Back at the Ranch

The Lodge at Spruce Creek





Just as the seasons change, so do the activities on the Spruce Creek Ranch located on the Western Slope of Colorado, and outside of a small town named Rifle.

Depending on the time of year of your visit, you are welcome to join in on the ranch work and the heritage of this land.  We feel it is important to share our history so that we can continue to use the land for what it was suited for, ranching.

December through April we are feeding the herd of Black Angus cows as they give birth to a new generation.  It is always exciting to wake up and find a new, gangly, pitch-black calf, bawling for it’s mama and perhaps wondering why it all of a sudden is so cold outside.  If you want to start out your morning in the brisk Colorado air, learning how to buck bales and feed the hungry mouths…we can do that.

As soon as the snow starts melting up high, the ever precious water rights of the ranchers start to come into play, and irrigating season starts.  If you are curious we have extra muckin’ boots, and you can learn the art of irrigating (i.e. getting water to run uphill). It is great exercise and combine the oneness that you feel with the land, and the challenge of hitting all of the dry spots actually makes irrigating quite rewarding. Cattle drives are common in the late spring as the ranchers need to get their cattle off of the hay ground and up on the BLM leases so that the cows have plenty of high mountain feed, and the ranchers have time to raise the next crop.

Then as soon as the alfalfa reaches its ripeness, it is time to roll out the swather, baler, and stack wagon and start putting up hay. If you care to learn what each of these pieces of equipment do…we will be happy to show you.  When all three of them are working together it is like watching (and listening) to a real western symphony in action.  Summer is a great time on the Ranch.

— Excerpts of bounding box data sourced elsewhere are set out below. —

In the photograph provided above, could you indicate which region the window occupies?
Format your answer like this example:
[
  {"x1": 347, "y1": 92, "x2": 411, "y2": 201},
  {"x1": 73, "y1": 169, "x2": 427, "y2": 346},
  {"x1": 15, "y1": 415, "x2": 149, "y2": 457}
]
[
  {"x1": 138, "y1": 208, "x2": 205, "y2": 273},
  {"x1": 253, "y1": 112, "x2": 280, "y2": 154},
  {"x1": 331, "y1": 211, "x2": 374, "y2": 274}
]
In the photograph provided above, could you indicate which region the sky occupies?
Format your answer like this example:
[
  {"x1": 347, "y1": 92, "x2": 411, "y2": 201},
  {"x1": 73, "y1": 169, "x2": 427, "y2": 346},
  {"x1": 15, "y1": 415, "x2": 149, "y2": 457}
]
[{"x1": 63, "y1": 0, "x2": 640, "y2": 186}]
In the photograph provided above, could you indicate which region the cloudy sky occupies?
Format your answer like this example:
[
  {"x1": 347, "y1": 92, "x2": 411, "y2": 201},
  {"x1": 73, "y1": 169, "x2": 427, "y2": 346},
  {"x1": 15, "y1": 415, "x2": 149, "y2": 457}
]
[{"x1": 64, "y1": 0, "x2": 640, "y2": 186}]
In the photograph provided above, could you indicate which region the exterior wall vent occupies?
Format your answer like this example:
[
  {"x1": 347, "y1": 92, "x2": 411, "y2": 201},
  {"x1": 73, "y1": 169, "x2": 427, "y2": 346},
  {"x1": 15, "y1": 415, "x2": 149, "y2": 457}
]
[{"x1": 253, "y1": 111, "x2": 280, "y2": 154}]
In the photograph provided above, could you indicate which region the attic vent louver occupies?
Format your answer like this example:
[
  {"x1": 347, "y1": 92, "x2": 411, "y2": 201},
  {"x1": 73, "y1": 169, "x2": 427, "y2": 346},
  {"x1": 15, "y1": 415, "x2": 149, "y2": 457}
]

The days are long and the nights cool off so that you can enjoy the Colorado outdoors and appreciate and reminisce on how you spent the day.

The cows come home in the Fall, when the nights get too crisp up on the mountain, or when the first snow falls.  It is a enigma to most how the cows after grazing several thousand public acres of land, decide to come home, and find their way back to the barn just like homing pigeons (except much, much bigger).  They know when it is time to come home.  Fall pasture is a luxury and sometimes hard to come by, so we are lucky to have so many hillsides that the cattle can graze around the Lodge.  Not to mention they are fun to watch as they continually move and graze.  Usually before we are ready, the cold nights turn into cold days and the Winter is upon us again.  Thus the feeding and bucking bales cycle starts over and we anxiously start awaiting the arrival of the new baby black angus calves.